Regardless, I think it's okay to share that I am very anxious about tomorrow (Jason too), even though I know we won't have to make decisions on the spot, or anything. (I've dragged my feet on a few health-related doctor forms for precisely this passive-aggressive reason: I want an excuse to stall and hem and haw afterwards.) We're more or less assuming at this point that Noah will qualify for some level of help. My wager on just what level (he could attend as little as two days a week and as often as five, or get itinerant services as needed) changes by the hour.
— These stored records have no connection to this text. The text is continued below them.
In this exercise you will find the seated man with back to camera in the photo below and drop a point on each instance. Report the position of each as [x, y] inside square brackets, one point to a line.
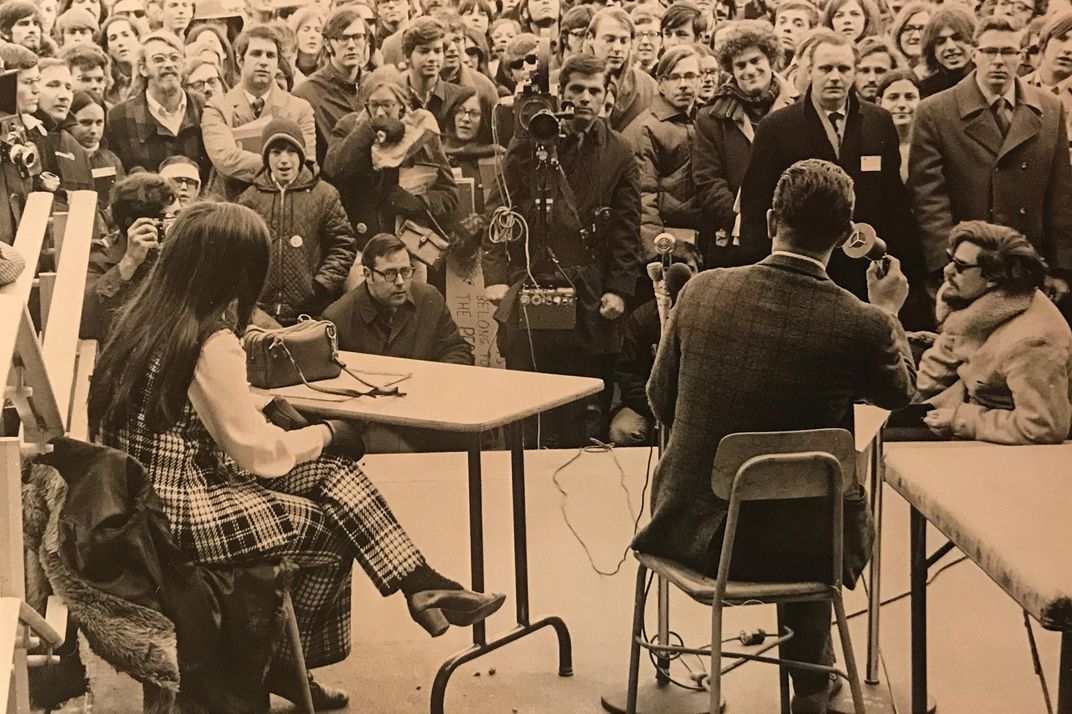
[999, 370]
[393, 315]
[798, 357]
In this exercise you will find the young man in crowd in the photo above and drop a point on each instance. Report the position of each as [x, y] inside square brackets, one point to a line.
[246, 109]
[161, 120]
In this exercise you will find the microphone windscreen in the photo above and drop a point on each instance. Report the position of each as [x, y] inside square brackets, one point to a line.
[678, 274]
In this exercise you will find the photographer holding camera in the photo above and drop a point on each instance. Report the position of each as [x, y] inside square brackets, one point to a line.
[590, 242]
[118, 264]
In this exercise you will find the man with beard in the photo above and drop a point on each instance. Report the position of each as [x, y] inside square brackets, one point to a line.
[877, 57]
[661, 137]
[163, 119]
[994, 149]
[423, 47]
[590, 244]
[20, 25]
[256, 98]
[332, 89]
[610, 36]
[832, 123]
[999, 370]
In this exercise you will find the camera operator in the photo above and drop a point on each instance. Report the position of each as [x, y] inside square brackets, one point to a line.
[591, 242]
[118, 264]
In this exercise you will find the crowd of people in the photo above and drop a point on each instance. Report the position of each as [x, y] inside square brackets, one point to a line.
[347, 128]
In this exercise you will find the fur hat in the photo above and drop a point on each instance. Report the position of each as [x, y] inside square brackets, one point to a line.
[283, 130]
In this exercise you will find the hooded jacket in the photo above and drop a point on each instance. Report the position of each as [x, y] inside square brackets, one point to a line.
[312, 242]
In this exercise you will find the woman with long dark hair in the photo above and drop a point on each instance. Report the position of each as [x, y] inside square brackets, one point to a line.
[170, 390]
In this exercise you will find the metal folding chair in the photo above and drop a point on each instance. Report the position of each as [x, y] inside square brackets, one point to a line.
[761, 466]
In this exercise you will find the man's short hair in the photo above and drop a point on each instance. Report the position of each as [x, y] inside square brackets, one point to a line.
[1057, 26]
[421, 31]
[615, 14]
[671, 58]
[950, 16]
[17, 57]
[139, 195]
[808, 8]
[878, 44]
[256, 32]
[12, 11]
[1006, 256]
[583, 64]
[76, 18]
[814, 199]
[734, 38]
[381, 244]
[995, 24]
[684, 13]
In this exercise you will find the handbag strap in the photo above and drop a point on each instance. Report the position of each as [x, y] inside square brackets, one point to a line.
[343, 391]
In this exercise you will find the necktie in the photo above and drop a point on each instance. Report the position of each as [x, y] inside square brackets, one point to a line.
[835, 121]
[1002, 115]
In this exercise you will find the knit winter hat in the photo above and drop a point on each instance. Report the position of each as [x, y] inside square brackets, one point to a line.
[283, 130]
[11, 264]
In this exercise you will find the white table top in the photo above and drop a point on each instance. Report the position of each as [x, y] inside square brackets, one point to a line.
[1007, 507]
[437, 396]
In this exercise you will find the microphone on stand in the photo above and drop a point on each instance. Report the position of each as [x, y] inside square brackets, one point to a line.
[864, 242]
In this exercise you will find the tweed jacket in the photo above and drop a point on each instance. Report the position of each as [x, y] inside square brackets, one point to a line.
[765, 347]
[1005, 365]
[959, 168]
[233, 166]
[139, 140]
[869, 153]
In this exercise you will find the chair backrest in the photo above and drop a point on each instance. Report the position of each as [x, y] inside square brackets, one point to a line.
[765, 478]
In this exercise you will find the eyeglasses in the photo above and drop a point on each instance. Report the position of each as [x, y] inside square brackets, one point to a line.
[358, 39]
[1000, 51]
[391, 274]
[959, 266]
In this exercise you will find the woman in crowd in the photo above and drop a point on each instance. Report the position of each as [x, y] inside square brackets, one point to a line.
[205, 77]
[240, 479]
[308, 27]
[747, 51]
[898, 93]
[907, 33]
[947, 48]
[120, 38]
[853, 18]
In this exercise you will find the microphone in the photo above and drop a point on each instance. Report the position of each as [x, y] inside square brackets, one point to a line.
[864, 242]
[664, 243]
[675, 279]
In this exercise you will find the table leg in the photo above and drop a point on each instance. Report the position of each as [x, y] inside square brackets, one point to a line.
[1065, 679]
[476, 530]
[918, 540]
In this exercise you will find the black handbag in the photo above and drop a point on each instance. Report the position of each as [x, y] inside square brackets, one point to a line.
[302, 353]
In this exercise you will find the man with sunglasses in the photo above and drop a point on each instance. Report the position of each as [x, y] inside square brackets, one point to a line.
[999, 370]
[994, 149]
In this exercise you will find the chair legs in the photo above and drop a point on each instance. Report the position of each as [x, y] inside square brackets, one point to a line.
[783, 670]
[850, 660]
[638, 625]
[299, 657]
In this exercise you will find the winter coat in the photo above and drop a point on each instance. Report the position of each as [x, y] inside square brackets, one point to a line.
[661, 137]
[1003, 363]
[367, 193]
[312, 242]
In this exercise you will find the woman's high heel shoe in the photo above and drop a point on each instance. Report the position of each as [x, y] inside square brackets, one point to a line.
[435, 609]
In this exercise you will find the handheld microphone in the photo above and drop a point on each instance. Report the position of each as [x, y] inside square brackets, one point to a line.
[675, 279]
[864, 242]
I was getting pretty comfortable with our initial decision to keep him more or less mainstreamed and send him to Montessori, where at least THERE the teacher observed some of Noah's more -- ahem -- self-directed behavior and immediately framed it as a positive, as a good thing. We're not getting much of that from anyone else, frankly, though I know in order for Noah to qualify for the district's preschool program the evaluators HAVE to make everything sound dire and significant. I don't want to turn down free services for reasons that might have to do more with my own wounded pride than me really truly knowing the level of help my child requires. I also don't want to hand him over to a program -- because it's free, because it's the almighty school district -- that aims to squash the very things that make Noah who he is in the name of getting him to some lowest-common denominator level of "success." I don't want to lose my grip on the fact that we are talking about PRESCHOOL.
I don't want to let him down; I don't want to admit just how lost I am sometimes. I do want to take him out for lunch and then go to the playground. Yes, let's just do that instead.